Splitting the data and plotting the predictors
The data are split into a training set and testing set. The 2 data sets are used to build the prediction model and to determine the error rate.
library(caret)
## Warning: package 'caret' was built under R version 3.1.2
## Loading required package: lattice
## Warning: package 'lattice' was built under R version 3.1.3
## Loading required package: ggplot2
## Warning: package 'ggplot2' was built under R version 3.1.2
inTrain <- createDataPartition(y=PmlTrainAccel$classe, p=0.6, list=FALSE)
training <- PmlTrainAccel[inTrain,]; testing <- PmlTrainAccel[-inTrain,]

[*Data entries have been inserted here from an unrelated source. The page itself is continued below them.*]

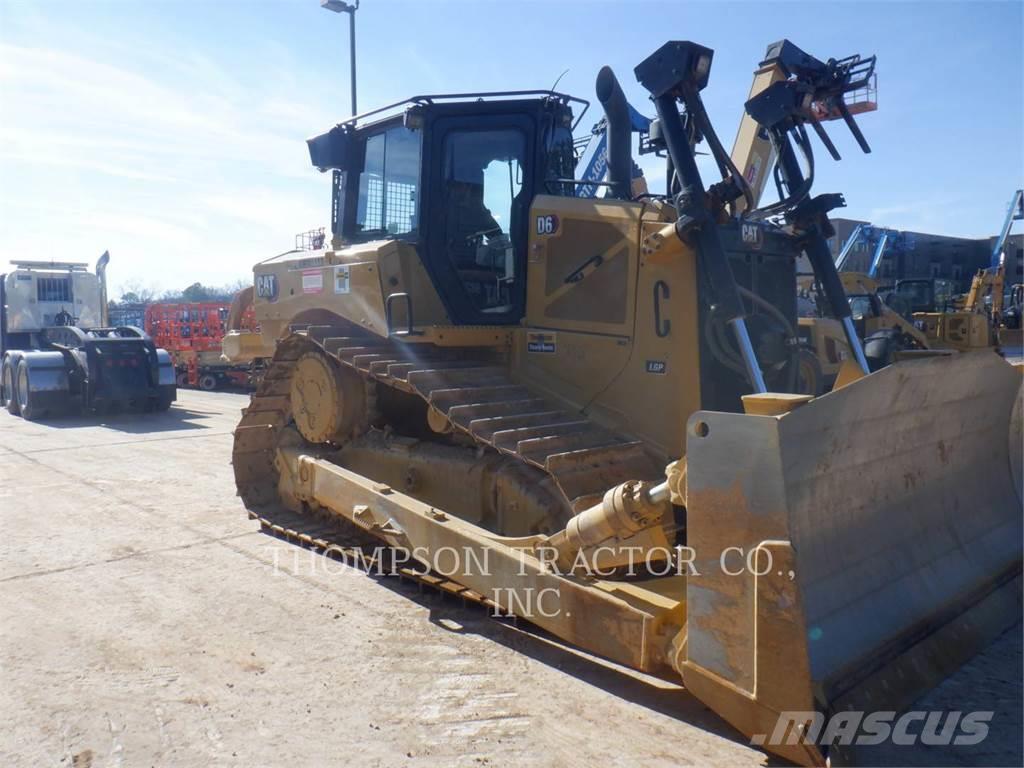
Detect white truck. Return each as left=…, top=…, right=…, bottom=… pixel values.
left=0, top=253, right=176, bottom=419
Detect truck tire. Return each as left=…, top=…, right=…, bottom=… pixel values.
left=3, top=356, right=21, bottom=416
left=176, top=371, right=189, bottom=387
left=15, top=360, right=38, bottom=421
left=199, top=373, right=218, bottom=391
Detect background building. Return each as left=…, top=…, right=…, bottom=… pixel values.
left=825, top=218, right=1021, bottom=292
left=993, top=233, right=1023, bottom=284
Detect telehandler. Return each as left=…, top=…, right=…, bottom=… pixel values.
left=231, top=40, right=1022, bottom=765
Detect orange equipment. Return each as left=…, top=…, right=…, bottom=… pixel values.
left=144, top=301, right=257, bottom=390
left=144, top=302, right=230, bottom=353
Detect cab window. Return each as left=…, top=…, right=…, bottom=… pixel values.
left=440, top=128, right=525, bottom=313
left=848, top=295, right=874, bottom=320
left=37, top=277, right=72, bottom=302
left=933, top=279, right=954, bottom=311
left=354, top=125, right=421, bottom=239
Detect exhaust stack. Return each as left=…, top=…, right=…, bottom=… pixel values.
left=595, top=66, right=632, bottom=199
left=95, top=250, right=110, bottom=327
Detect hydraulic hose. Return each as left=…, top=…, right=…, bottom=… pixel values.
left=749, top=124, right=816, bottom=221
left=689, top=94, right=755, bottom=215
left=704, top=285, right=799, bottom=392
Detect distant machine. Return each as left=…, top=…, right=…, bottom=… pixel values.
left=0, top=253, right=176, bottom=419
left=145, top=301, right=256, bottom=390
left=896, top=188, right=1024, bottom=350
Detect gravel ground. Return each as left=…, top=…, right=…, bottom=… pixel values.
left=0, top=389, right=1020, bottom=767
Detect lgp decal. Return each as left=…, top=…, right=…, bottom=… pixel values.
left=302, top=269, right=324, bottom=294
left=255, top=273, right=278, bottom=302
left=527, top=331, right=557, bottom=354
left=646, top=360, right=667, bottom=375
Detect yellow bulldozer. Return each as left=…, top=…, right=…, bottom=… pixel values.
left=228, top=39, right=1022, bottom=765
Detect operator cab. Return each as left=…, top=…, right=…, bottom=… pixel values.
left=1, top=261, right=105, bottom=354
left=307, top=93, right=581, bottom=325
left=894, top=277, right=956, bottom=313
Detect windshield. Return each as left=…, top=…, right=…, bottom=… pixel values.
left=847, top=295, right=874, bottom=320
left=896, top=280, right=955, bottom=311
left=896, top=281, right=932, bottom=309
left=933, top=279, right=954, bottom=309
left=441, top=127, right=525, bottom=313
left=351, top=124, right=421, bottom=240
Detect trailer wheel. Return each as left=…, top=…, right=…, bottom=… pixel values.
left=176, top=372, right=189, bottom=388
left=198, top=373, right=218, bottom=391
left=15, top=361, right=39, bottom=420
left=2, top=356, right=20, bottom=415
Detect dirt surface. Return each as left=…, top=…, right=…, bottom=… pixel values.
left=1, top=389, right=1020, bottom=767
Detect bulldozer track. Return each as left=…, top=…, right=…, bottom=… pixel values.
left=232, top=325, right=662, bottom=609
left=234, top=325, right=662, bottom=512
left=232, top=325, right=663, bottom=606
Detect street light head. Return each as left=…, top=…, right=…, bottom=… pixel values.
left=321, top=0, right=355, bottom=13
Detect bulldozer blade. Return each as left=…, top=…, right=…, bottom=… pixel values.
left=683, top=350, right=1022, bottom=765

dim(training); dim(testing)
## [1] 11776 17
## [1] 7846 17
featurePlot(x=training[, c(-17)], y=training$classe, plot="pairs")

Preprocessing the predictors with Random Forest method (training)

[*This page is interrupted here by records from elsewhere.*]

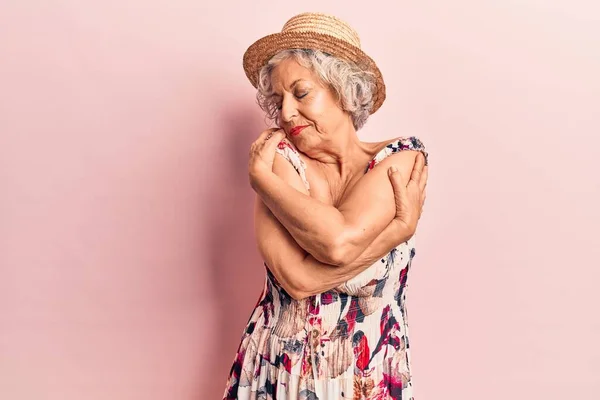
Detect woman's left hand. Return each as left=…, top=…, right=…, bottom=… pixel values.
left=387, top=152, right=428, bottom=239
left=248, top=128, right=286, bottom=179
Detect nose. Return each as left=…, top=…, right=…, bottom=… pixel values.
left=279, top=95, right=298, bottom=124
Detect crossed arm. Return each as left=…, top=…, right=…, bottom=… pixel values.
left=252, top=149, right=425, bottom=299
left=250, top=147, right=425, bottom=267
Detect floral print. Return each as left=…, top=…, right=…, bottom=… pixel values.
left=223, top=137, right=428, bottom=399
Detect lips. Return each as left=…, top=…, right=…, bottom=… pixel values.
left=290, top=125, right=309, bottom=136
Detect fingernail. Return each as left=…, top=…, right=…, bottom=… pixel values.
left=388, top=166, right=397, bottom=175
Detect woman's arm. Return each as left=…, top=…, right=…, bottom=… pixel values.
left=250, top=139, right=427, bottom=266
left=254, top=151, right=421, bottom=300
left=255, top=187, right=413, bottom=300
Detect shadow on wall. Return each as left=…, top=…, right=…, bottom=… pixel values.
left=202, top=103, right=272, bottom=397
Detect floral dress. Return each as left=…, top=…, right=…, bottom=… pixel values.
left=223, top=137, right=428, bottom=400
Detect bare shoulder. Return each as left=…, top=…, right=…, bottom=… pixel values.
left=273, top=151, right=309, bottom=195
left=340, top=136, right=427, bottom=200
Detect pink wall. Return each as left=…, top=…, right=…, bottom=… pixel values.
left=1, top=1, right=598, bottom=399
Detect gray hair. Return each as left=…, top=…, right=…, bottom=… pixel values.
left=255, top=49, right=376, bottom=130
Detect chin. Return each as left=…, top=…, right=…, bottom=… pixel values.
left=289, top=136, right=307, bottom=150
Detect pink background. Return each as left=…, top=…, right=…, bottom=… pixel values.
left=1, top=1, right=599, bottom=399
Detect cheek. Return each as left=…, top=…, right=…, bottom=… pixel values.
left=307, top=91, right=341, bottom=126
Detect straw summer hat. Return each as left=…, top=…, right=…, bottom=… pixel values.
left=242, top=12, right=386, bottom=114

library(randomForest); library(ipred); set.seed(12345)
ModFit <- randomForest(classe ~., data=training, preProcess=c("center","scale")); ModFit
##
## Call:
## randomForest(formula = classe ~ ., data = training, preProcess = c("center", "scale"))
## Type of random forest: classification
## Number of trees: 500
## No. of variables tried at each split: 4
##
## OOB estimate of error rate: 5.99%
## Confusion matrix:
## A B C D E class.error
## A 3207 35 45 58 3 0.04211470
## B 93 2068 75 22 21 0.09258447
## C 29 63 1938 18 6 0.05647517
## D 49 12 84 1774 11 0.08082902
## E 5 33 20 23 2084 0.03741339
Accuracy is equal to 1-error rate: 100% - 6%. The accuracy of the model with training data set is more than 90%.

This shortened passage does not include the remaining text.